I am participating in the Civil War Readalong hosted by War Through the Generations. My plan is to read several young adult novels on the war and comment on their quality and accuracy. The first book is The Sword of Antietam by Joseph Altsheler. It was published in 1914. Altsheler was a prolific writer of youth fiction. He did series of books on the French and Indian War, Great West, Young Trailers, Civil War, World War, and Texas. The Sword of Antietam is part of the Civil War series. There happens to be a copy in our school library so there you have it.
The book is what you would expect from a book for teenagers written in 1914. The prose is workmanlike and a bit repetitive. The soldiers talk floridly which was probably fairly authentic, but still cringe-inducing. The main character is Dick Mason, a Yankee soldier from Kentucky. He is an officer in Winchester's Regiment. Being an officer, he is not only in the thick of the fighting, but also privy to some of the strategic discussions of command. He is also too good to be true, as you might expect. So are his friends.
The book is pretty accurate and a teenager can learn a lot about the Civil War in 1862 from it. Altsheler obviously has done his research. He even includes the entire text of Lee's famous "Lost Order". The book covers Second Bull Run, Antietam, Perryville, and Murfreesboro. You do get a feel for the movements of the armies. The combat is not graphic, but you do get the impression that they were very bloody. You also get a clear picture of tactics.

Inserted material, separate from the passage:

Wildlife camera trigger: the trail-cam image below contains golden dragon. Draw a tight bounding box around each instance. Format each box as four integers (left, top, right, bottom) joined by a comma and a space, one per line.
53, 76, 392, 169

The main drawback of the book is it gives you the feeling that the Civil War was an incredibly small world. There are thousands of men involved, yet there are some incredible coincidences and contacts. Dick finds a wounded friend's body at night in a corpse-covered field within minutes with the help of a Rebel who he had met earlier on picket duty! Dick meets his BFF who is now in the Rebel army a couple of times during the campaign. Guess who finds the "Lost Order"? Dick's mother shows up to help find his injured body at a later battle! Men are getting killed in seemingly suicidal frontal charges into the mouths of cannons and volly fire and yet none of the main characters gets killed. Realism is not a strength of this book.
This book is definitely not for adults who love literature. A teenager could learn from it, but it is fairly long at 340 pages. I would be surprised if anyone had opened it up in twenty years at our school. The prose is as dusty as the book was.